Global Supply Chain Management (GSCM)
GSCM 601. Corporate Social Responsibility in Global Supply Chain Management. 3 Credit Hours.
This course will focus on the strategic impact of corporate social responsibility on the global supply chain. The goals of this course are to provide students with an in-depth knowledge of the various types of supply chain events that are connected to corporate social responsibility and the strategic best practices to mitigate these events. Lectures will provide a theoretical basis and illustrate the practical application of concepts. Cases, articles from academic journals, short videos, assignments, and one exam will be utilized to reinforce the subject matter and provide a variety of learning modes.
|Summer 2020||GSCM 601||AG||4411||TTh||6:00pm - 9:30pm||(J. Visich)|
GSCM 602. Financing Global Supply Chain. 3 Credit Hours.
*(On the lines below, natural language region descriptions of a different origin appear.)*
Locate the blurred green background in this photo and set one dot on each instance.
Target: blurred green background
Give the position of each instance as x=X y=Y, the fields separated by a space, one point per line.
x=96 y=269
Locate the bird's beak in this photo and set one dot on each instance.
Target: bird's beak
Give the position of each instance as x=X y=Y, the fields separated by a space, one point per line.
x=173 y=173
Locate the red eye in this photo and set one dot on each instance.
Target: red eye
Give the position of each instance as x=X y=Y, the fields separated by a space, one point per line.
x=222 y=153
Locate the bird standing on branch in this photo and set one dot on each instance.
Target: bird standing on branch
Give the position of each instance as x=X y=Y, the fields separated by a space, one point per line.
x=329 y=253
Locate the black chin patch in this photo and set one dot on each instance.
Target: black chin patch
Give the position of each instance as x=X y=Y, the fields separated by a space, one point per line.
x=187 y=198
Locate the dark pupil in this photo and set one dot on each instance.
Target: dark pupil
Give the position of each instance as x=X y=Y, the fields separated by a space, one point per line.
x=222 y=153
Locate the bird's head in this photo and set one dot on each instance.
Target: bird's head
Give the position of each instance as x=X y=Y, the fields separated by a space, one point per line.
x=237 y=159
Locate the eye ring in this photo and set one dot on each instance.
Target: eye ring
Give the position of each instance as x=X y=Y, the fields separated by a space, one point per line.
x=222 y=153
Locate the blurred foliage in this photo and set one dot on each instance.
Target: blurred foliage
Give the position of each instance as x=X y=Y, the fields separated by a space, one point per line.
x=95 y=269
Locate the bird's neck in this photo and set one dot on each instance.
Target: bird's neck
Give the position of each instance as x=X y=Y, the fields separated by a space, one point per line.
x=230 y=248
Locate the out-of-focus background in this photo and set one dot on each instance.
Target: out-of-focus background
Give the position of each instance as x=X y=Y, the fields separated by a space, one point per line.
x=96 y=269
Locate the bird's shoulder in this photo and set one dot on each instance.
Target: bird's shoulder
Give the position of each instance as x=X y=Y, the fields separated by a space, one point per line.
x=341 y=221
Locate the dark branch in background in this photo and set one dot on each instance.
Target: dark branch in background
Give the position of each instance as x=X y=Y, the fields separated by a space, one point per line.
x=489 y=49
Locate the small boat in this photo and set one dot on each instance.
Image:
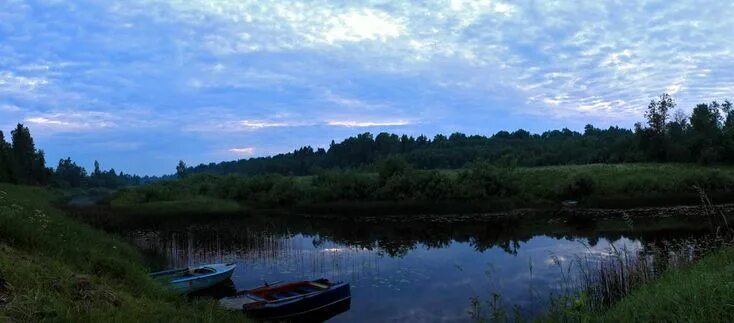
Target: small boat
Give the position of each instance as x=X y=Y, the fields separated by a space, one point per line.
x=191 y=279
x=289 y=300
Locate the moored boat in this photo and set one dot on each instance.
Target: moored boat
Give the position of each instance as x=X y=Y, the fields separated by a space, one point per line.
x=191 y=279
x=290 y=300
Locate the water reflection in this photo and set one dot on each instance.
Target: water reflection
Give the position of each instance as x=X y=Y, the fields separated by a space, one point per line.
x=425 y=272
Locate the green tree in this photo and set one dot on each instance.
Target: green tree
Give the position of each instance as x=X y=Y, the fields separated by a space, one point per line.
x=29 y=165
x=5 y=162
x=181 y=169
x=727 y=133
x=706 y=132
x=391 y=166
x=655 y=137
x=69 y=174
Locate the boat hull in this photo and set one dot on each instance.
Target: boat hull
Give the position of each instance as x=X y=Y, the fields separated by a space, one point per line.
x=336 y=295
x=191 y=284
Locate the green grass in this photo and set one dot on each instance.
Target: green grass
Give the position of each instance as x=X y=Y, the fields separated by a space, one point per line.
x=701 y=292
x=55 y=269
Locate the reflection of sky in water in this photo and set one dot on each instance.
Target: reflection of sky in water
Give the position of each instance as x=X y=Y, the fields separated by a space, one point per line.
x=426 y=284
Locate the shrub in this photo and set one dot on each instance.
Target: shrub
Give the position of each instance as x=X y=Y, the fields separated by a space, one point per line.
x=577 y=187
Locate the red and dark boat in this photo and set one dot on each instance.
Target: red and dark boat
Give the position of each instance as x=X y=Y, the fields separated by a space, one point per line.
x=291 y=300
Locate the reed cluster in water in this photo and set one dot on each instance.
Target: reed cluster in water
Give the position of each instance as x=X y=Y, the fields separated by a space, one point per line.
x=593 y=282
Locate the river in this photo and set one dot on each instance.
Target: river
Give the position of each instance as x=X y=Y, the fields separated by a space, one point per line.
x=417 y=272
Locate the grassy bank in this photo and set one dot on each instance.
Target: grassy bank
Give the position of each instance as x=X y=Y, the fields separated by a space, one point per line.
x=700 y=292
x=483 y=187
x=53 y=268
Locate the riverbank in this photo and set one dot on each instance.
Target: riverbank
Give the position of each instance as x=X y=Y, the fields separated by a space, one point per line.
x=484 y=188
x=700 y=292
x=53 y=268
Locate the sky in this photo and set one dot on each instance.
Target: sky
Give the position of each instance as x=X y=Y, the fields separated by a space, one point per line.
x=141 y=84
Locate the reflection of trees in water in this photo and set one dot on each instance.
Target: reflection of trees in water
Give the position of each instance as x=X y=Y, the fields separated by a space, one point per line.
x=260 y=251
x=270 y=239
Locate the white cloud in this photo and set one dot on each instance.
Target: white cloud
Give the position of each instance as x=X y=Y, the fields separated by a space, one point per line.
x=242 y=150
x=353 y=103
x=358 y=124
x=359 y=25
x=9 y=108
x=73 y=121
x=259 y=124
x=19 y=85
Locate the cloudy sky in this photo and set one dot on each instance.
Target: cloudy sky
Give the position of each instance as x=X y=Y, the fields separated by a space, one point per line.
x=140 y=84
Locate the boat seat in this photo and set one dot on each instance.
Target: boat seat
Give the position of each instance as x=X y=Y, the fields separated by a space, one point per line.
x=321 y=286
x=305 y=290
x=285 y=294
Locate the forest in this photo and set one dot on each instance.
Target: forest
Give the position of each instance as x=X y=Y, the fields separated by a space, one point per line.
x=664 y=157
x=22 y=163
x=667 y=135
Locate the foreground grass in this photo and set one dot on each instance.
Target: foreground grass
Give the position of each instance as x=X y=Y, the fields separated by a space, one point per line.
x=53 y=268
x=701 y=292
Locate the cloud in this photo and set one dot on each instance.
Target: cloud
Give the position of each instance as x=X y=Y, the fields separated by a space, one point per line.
x=306 y=72
x=242 y=150
x=359 y=124
x=9 y=108
x=259 y=124
x=14 y=84
x=72 y=121
x=353 y=103
x=360 y=25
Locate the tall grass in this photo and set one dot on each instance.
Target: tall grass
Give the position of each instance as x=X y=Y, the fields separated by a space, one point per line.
x=602 y=282
x=594 y=284
x=53 y=268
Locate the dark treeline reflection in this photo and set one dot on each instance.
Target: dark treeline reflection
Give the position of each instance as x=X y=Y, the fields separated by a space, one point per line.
x=269 y=236
x=432 y=269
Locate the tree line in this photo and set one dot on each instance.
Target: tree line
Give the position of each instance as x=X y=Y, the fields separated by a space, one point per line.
x=22 y=163
x=667 y=135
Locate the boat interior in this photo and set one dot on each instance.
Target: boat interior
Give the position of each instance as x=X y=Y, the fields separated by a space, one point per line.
x=271 y=293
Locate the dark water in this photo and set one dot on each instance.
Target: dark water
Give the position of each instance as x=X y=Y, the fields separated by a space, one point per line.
x=410 y=272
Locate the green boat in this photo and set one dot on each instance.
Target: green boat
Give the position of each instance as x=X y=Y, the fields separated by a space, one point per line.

In 1973 world merchandise exports were a mere $579 billion, by 2010 the figure was $14.851 trillion. The advent of globalization and the economic development of emerging countries have created nothing short of a revolution in the physical supply chain. This course will examine the developments and opportunities of the parallel but critically important flow of funds that support the flow of goods. The course will be delivered relying heavily on cases and group discussion. Specifically the course will look into current knowledge and trends in the following areas: International trade finance (Letters of Credit, bills of lading, export insurance, export factoring, forfeiting, export credit agencies); international cash management; Insurance, credit risk and risk management; capital investment decisions related to the global supply chain; and sources and strategies of supply chain finance.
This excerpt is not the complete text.